Re: Address resolution issue

Posted: Tue Oct 23, 2018 8:16 am
by as300182
The service command is a straightforward check_http command.

Code: Select all

define service{
	use                             snow-service,nagiosgraph
	host_name                       openplatform-int
	service_description             Web Server Availability
    contact_groups                  +openapi-platform
	check_command                   check_http! -f follow -H openplatform-int.com -u "https://openplatform-int.com/" -e "HTTP/1.1 301,HTTP/1.1 403 Forbidden"
}
tcpdump isn't installed and I couldn't get it installed for some reason but with some help I managed to get wireshark to collect some data.
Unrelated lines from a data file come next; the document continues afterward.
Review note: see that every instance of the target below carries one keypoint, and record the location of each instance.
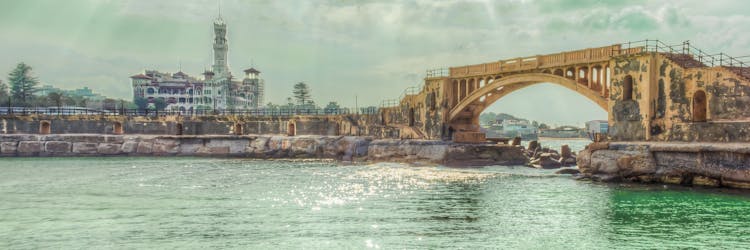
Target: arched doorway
(627, 88)
(45, 127)
(699, 106)
(117, 128)
(411, 117)
(238, 129)
(291, 129)
(179, 129)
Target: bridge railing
(75, 111)
(442, 72)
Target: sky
(366, 51)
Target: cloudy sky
(369, 49)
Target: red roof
(140, 76)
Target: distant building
(522, 128)
(596, 127)
(563, 132)
(216, 90)
(84, 92)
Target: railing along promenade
(160, 113)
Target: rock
(735, 184)
(565, 151)
(129, 147)
(8, 147)
(516, 141)
(545, 161)
(145, 147)
(85, 147)
(568, 171)
(29, 147)
(671, 179)
(533, 145)
(109, 148)
(568, 161)
(165, 147)
(705, 181)
(58, 147)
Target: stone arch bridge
(651, 91)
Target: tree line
(22, 87)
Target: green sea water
(204, 203)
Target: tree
(140, 102)
(55, 98)
(3, 91)
(332, 108)
(22, 84)
(301, 93)
(160, 103)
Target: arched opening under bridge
(562, 96)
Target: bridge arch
(467, 111)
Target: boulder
(533, 145)
(129, 147)
(85, 148)
(165, 147)
(29, 147)
(516, 141)
(546, 161)
(565, 151)
(8, 147)
(572, 171)
(145, 147)
(109, 148)
(705, 181)
(58, 147)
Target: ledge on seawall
(682, 163)
(345, 148)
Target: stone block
(8, 147)
(109, 148)
(145, 147)
(85, 148)
(29, 147)
(469, 137)
(129, 147)
(58, 147)
(705, 181)
(165, 147)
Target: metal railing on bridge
(685, 48)
(438, 73)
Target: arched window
(699, 106)
(627, 88)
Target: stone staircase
(743, 72)
(684, 60)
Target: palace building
(217, 89)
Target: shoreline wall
(331, 125)
(344, 148)
(699, 164)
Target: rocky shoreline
(689, 164)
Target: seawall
(345, 148)
(699, 164)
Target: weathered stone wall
(663, 103)
(346, 148)
(364, 125)
(707, 164)
(423, 112)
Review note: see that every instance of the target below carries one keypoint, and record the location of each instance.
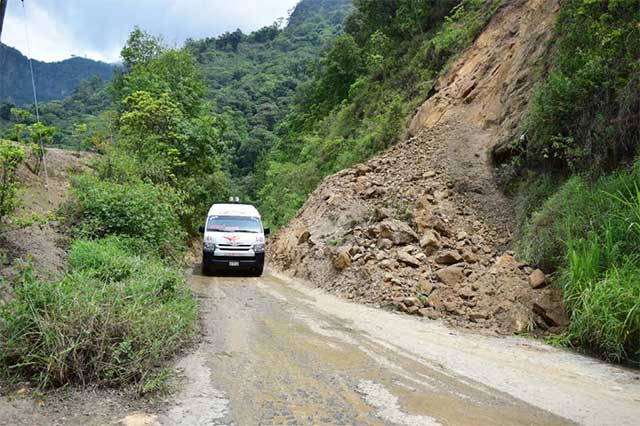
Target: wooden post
(3, 8)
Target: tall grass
(591, 232)
(112, 320)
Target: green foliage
(585, 117)
(138, 210)
(11, 156)
(112, 320)
(591, 231)
(88, 106)
(141, 48)
(367, 86)
(252, 83)
(54, 80)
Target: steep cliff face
(423, 227)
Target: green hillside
(55, 80)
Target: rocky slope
(423, 227)
(41, 242)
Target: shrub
(113, 320)
(137, 209)
(11, 156)
(591, 231)
(585, 116)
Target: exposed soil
(423, 227)
(42, 244)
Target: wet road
(277, 352)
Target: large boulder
(451, 275)
(342, 259)
(398, 232)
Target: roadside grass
(113, 320)
(591, 233)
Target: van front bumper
(216, 260)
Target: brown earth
(43, 242)
(423, 227)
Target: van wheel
(206, 270)
(258, 271)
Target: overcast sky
(98, 28)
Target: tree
(141, 48)
(341, 67)
(5, 110)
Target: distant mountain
(54, 80)
(253, 77)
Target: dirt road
(278, 352)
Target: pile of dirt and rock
(423, 227)
(37, 236)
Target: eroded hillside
(423, 227)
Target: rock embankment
(396, 232)
(423, 227)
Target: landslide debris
(41, 242)
(423, 227)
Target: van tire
(206, 270)
(257, 272)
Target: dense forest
(55, 80)
(269, 114)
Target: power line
(35, 99)
(3, 8)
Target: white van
(234, 239)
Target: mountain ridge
(54, 80)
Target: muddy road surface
(275, 351)
(278, 352)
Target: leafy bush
(11, 156)
(113, 320)
(591, 231)
(139, 210)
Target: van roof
(234, 210)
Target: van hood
(233, 238)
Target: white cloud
(98, 29)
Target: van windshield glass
(234, 224)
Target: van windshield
(234, 224)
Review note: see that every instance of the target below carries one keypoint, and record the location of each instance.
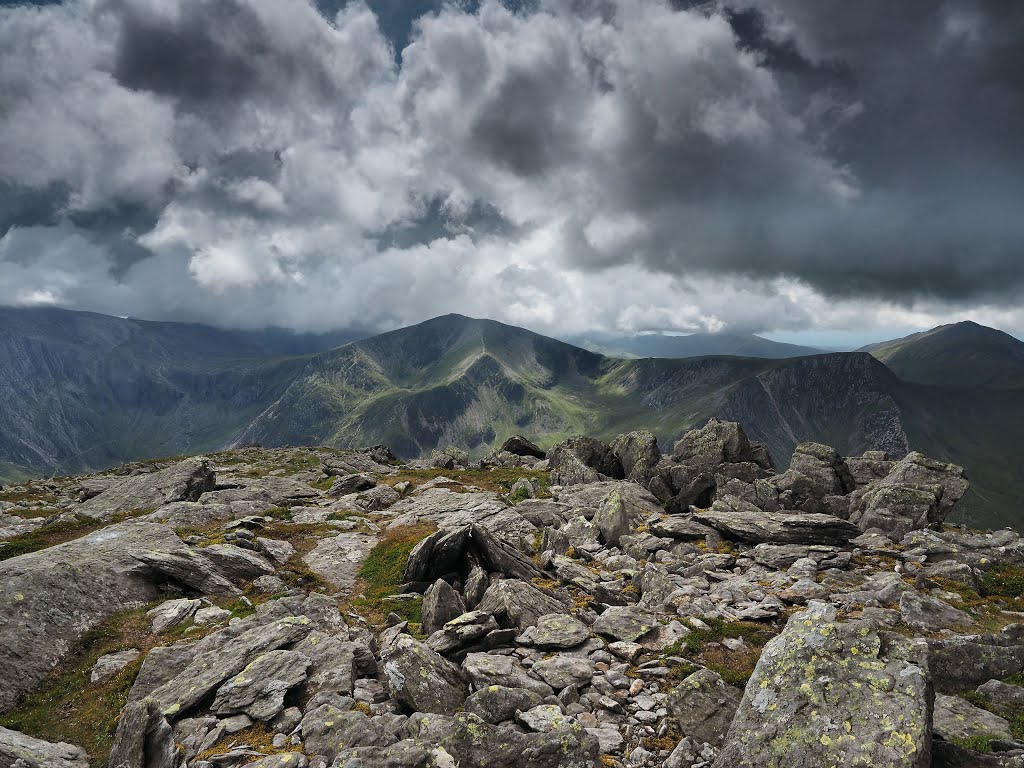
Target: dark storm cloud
(633, 164)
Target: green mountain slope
(694, 345)
(80, 391)
(964, 354)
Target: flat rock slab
(339, 558)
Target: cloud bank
(566, 165)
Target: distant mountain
(81, 391)
(963, 354)
(694, 345)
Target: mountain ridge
(84, 399)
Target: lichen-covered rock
(558, 631)
(583, 460)
(440, 604)
(612, 519)
(916, 493)
(26, 752)
(704, 707)
(955, 719)
(517, 603)
(421, 679)
(743, 521)
(496, 704)
(259, 689)
(328, 730)
(184, 481)
(639, 455)
(625, 623)
(924, 612)
(829, 693)
(208, 670)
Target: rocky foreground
(593, 605)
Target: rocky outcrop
(184, 481)
(827, 692)
(594, 627)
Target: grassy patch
(735, 667)
(48, 536)
(69, 708)
(384, 571)
(975, 743)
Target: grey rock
(832, 693)
(704, 707)
(639, 455)
(339, 558)
(916, 493)
(624, 623)
(49, 598)
(562, 671)
(143, 738)
(26, 752)
(521, 446)
(208, 670)
(516, 603)
(260, 688)
(327, 730)
(612, 519)
(284, 760)
(743, 521)
(421, 679)
(473, 742)
(184, 481)
(968, 660)
(582, 460)
(956, 719)
(924, 612)
(111, 664)
(486, 670)
(558, 631)
(1004, 697)
(352, 483)
(542, 719)
(172, 612)
(440, 604)
(496, 704)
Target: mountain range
(81, 391)
(692, 345)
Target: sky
(808, 169)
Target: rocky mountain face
(594, 604)
(693, 345)
(82, 392)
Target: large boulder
(48, 599)
(582, 460)
(830, 693)
(519, 445)
(915, 494)
(35, 753)
(421, 679)
(639, 455)
(704, 707)
(742, 521)
(516, 603)
(184, 481)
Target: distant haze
(826, 171)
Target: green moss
(383, 572)
(68, 708)
(1003, 580)
(980, 743)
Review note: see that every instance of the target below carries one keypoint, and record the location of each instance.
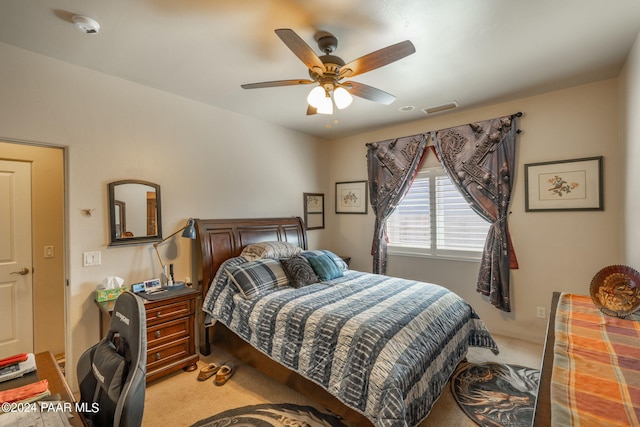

For what it's worth, here it is.

Code: Select all

89	6.961933	10.58.26.85	10.58.96.15	DNS	86	Standard query 0xe32e A openplatform-int.com
90	6.961949	10.58.26.85	10.58.96.15	DNS	86	Standard query 0xf69a AAAA openplatform-int.com
91	6.962139	10.58.96.15	10.58.26.85	DNS	222	Standard query response 0xf69a AAAA openplatform-int.com CNAME internal-arm-opt-prod.lb.anypointdns.net SOA ns-1268.awsdns-30.org
92	6.966955	10.58.96.15	10.58.26.85	DNS	553	Standard query response 0xe32e A openplatform-int.com CNAME internal-arm-opt-prod.lb.anypointdns.net A 10.251.60.253 A 10.251.60.138 NS h.gtld-servers.net NS b.gtld-servers.net NS c.gtld-servers.net NS f.gtld-servers.net NS d.gtld-servers.net NS m.gtld-servers.net NS k.gtld-servers.net NS l.gtld-servers.net NS g.gtld-servers.net NS a.gtld-servers.net NS j.gtld-servers.net NS e.gtld-servers.net NS i.gtld-servers.net A 192.41.162.30 A 192.12.94.30 A 192.48.79.30 A 192.54.112.30 A 192.52.178.30 A 192.33.14.30 A 192.26.92.30 A 192.35.51.30 A 192.43.172.30 A 192.31.80.30
93	6.967129	10.58.26.85	10.58.96.15	DNS	86	Standard query 0x9a4d AAAA openplatform-int.com
94	6.967314	10.58.96.15	10.58.26.85	DNS	222	Standard query response 0x9a4d AAAA openplatform-int.com CNAME internal-arm-opt-prod.lb.anypointdns.net SOA ns-1268.awsdns-30.org
95	6.969508	10.58.26.85	10.58.96.15	DNS	86	Standard query 0x1e61 A openplatform-int.com
96	6.969707	10.58.96.15	10.58.26.85	DNS	553	Standard query response 0x1e61 A openplatform-int.com CNAME internal-arm-opt-prod.lb.anypointdns.net A 10.251.60.253 A 10.251.60.138 NS j.gtld-servers.net NS e.gtld-servers.net NS c.gtld-servers.net NS h.gtld-servers.net NS m.gtld-servers.net NS a.gtld-servers.net NS g.gtld-servers.net NS l.gtld-servers.net NS k.gtld-servers.net NS d.gtld-servers.net NS b.gtld-servers.net NS f.gtld-servers.net NS i.gtld-servers.net A 192.41.162.30 A 192.12.94.30 A 192.48.79.30 A 192.54.112.30 A 192.52.178.30 A 192.33.14.30 A 192.26.92.30 A 192.35.51.30 A 192.43.172.30 A 192.31.80.30
97	6.969896	10.58.26.85	10.251.60.253	ICMP	100	Echo (ping) request  id=0x0602, seq=1/256, ttl=64 (no response found!)
Does that mean anything to you?

Re: Address resolution issue

Posted: Wed Oct 24, 2018 10:54 am
by cdienger
Do you have access to the DNS server to verify the A records for this host? It looks like there could be a loop. A request is made:

89 6.961933 10.58.26.85 10.58.96.15 DNS 86 Standard query 0xe32e A openplatform-int.com

and the response contains an A record containing a hostname instead of an IP:

92 6.966955 10.58.96.15 10.58.26.85 DNS 553 Standard query response 0xe32e A openplatform-int.com ....

then .000174 seconds later is another request for the same host:

93 6.967129 10.58.26.85 10.58.96.15 DNS 86 Standard query 0x9a4d AAAA openplatform-int.com

and the A record containing the hostname is again returned.